Lemon Skunk, 47 days. Very nute sensitive. Big stretch in flower. Gets frost though.


----------



## Locked (May 6, 2011)

Very nice brosef.....I think you will enjoy the taste of the LVPK big time. She needs a bit of training and a lil extra veg to get good yields though. The one I got going now didn't get either of those things...lol

Let's see if she purps up for ya down the stretch....I know she does but she might need cooler lights out temps...not sure because this is only my second time running the cut.
That BB reminds me of the Nirvana White Castle I just took down...huge massive buds but not very icky sticky resin and THC wise.


----------



## nouvellechef (May 6, 2011)

Hamster Lewis said:
			
		

> Very nice brosef.....I think you will enjoy the taste of the LVPK big time.

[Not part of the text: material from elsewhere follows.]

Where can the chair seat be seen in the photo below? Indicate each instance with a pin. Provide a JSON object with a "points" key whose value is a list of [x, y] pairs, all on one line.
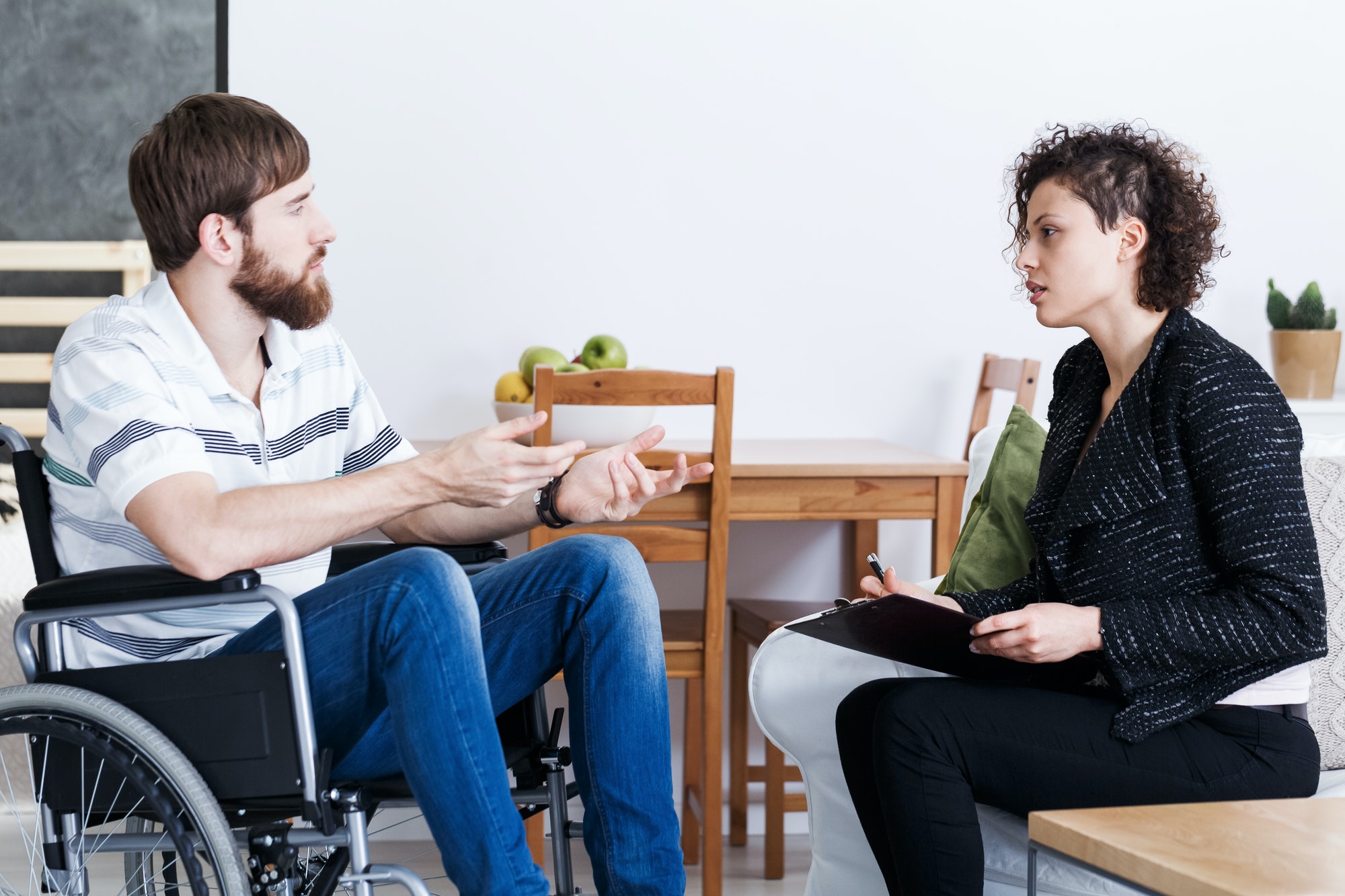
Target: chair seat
{"points": [[684, 642], [755, 619]]}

She needs a bit of training and a lil extra veg to get good yields though. The one I got going now didn't get either of those things...lol
> 
> Let's see if she purps up for ya down the stretch....I know she does but she might need cooler lights out temps...not sure because this is only my second time running the cut.
> That BB reminds me of the Nirvana White Castle I just took down...huge massive buds but not very icky sticky resin and THC wise.



That LVPK did get big veg. Shes in a 5gal, a bush. Just dont see whole thing. Its 58 at night so she should purp up solid.


----------



## johnnybuds (Nov 26, 2016)

Great Lookng buds


----------



## WeedHopper (Nov 26, 2016)

Yur funny Bro. This thread also is very old.


----------